Another thing is that he does not call me, only texts. Even when I’ve had a horrible day with my classes and have texted him that I’m on the verge of tears, he doesn’t call to soothe me or any of that. He’ll send a sweet text but it would be nice to get a phone call just saying “are you okay? Talk about it, I’m here”.  I don’t know, maybe I’m expecting too much. I know I know, I could call him too, but guess what? I do put in a lot of effort. I drive the nearly 4 hours round trip to see him, almost every single weekend. I guess his place is the ideal place for us to spend our weekends because its his own house and we have all the privacy we want, but I’m beginning to feel pathetic, like I’m giving too much. Its easy for me to do, because I have a big heart and completely fell for this guy. He didn’t offer to leave work early to make it to a family dinner of mine but he could leave work early to drive to another state with friends to pick up a car that a friend was buying.

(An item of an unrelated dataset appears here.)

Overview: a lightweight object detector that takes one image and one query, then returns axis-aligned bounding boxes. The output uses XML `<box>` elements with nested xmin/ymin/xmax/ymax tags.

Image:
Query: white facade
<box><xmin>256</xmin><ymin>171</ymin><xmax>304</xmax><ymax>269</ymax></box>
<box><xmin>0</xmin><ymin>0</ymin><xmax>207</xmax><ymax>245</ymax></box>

Yes, some of these may seem like “in your face” red flags, but at the same time he’s a good person who works hard and has good morals and values, he’s kind and patient with me and doesn’t bring any drama to the table -  something I’ve always hoped to find but now there are those glaring red flags that are nagging me to death. He’s constantly telling me that he misses me and loves me and has even already looked at future vacation plans for us, so I’m really confused. I know I should have a talk with him, but I also would like some outside opinions. I have this nagging feeling that maybe he is still in love with his ex. He doesn't talk about her, but the card was one thing... I've also seen little things around his house, like feminine products (vanilla scented lotion tucked away near his kitchen sink, half-used women's shampoo and bodywash still in his shower..) Part of me wants to leave and part of me wants to stick around. I do not think he's cheating, but I do think he may not be ready to be fully invested in something new - Me. I don’t know what to do, I’m completely at a loss and I hate this feeling of being so uncertain about something that is important to me. I also am scared to talk to him because I don't want to come across as needy or clingy.

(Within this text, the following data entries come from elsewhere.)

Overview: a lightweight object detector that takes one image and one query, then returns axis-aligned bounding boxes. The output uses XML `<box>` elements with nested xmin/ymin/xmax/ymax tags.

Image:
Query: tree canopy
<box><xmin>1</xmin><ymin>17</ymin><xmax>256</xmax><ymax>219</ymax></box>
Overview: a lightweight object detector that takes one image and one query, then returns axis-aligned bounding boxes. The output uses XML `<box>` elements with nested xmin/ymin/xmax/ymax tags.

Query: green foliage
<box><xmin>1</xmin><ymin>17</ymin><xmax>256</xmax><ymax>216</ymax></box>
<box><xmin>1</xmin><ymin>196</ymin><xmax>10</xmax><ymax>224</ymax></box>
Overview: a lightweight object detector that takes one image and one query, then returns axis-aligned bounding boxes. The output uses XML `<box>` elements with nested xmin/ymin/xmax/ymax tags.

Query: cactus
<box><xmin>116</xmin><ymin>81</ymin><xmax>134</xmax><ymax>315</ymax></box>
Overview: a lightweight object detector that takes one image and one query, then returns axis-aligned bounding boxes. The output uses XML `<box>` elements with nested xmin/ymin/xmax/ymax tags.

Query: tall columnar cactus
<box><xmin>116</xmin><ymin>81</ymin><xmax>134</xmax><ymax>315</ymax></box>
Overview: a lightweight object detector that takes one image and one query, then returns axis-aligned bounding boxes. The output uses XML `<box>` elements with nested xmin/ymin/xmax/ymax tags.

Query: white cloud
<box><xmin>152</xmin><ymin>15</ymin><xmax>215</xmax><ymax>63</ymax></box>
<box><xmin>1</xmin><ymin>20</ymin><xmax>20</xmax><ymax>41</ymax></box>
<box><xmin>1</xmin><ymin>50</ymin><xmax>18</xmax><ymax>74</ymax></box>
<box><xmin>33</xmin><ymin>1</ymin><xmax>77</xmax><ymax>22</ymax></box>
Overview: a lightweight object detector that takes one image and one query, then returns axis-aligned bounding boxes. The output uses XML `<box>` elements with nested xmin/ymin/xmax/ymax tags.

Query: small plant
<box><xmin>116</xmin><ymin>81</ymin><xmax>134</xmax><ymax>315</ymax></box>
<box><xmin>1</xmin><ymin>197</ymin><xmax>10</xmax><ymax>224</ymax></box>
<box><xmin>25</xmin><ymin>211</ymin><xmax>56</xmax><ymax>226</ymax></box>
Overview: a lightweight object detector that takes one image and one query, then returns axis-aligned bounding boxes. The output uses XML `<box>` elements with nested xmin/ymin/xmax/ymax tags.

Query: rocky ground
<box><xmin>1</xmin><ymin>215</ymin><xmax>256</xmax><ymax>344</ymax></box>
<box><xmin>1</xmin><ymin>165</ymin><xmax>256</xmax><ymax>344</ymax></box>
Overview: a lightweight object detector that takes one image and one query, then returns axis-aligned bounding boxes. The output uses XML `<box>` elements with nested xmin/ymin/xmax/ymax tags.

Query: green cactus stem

Thank you for listening, I'm sorry this was so lengthy. Thanks to anyone out there who may have some advice, it would be so greatly appreciated.

Pages

iVillage Member
Registered: 02-14-2014
These videos records near death experience of people that have visited Heaven and Hell and came back and tell the story. The important thing to note is they all had very same description about Heaven and / or Hell. Please see them all.
 Another interesting website that has lot of videos about Heaven and Hell.
iVillage Member
Registered: 09-29-2010

Like others have said, some of these issues are things that can probably be resolved by just getting them out in the open: the part about you doing all of the driving, that sometimes you want to talk instead of text, that you sense a distance in him when you are around his friends. Things that he can change and wants to change can be resolved or at least worked on. If you see him making an effort to please you in those ways it will probably help you to feel more important to him; and if he doesn't make an effort that can tell you a lot too.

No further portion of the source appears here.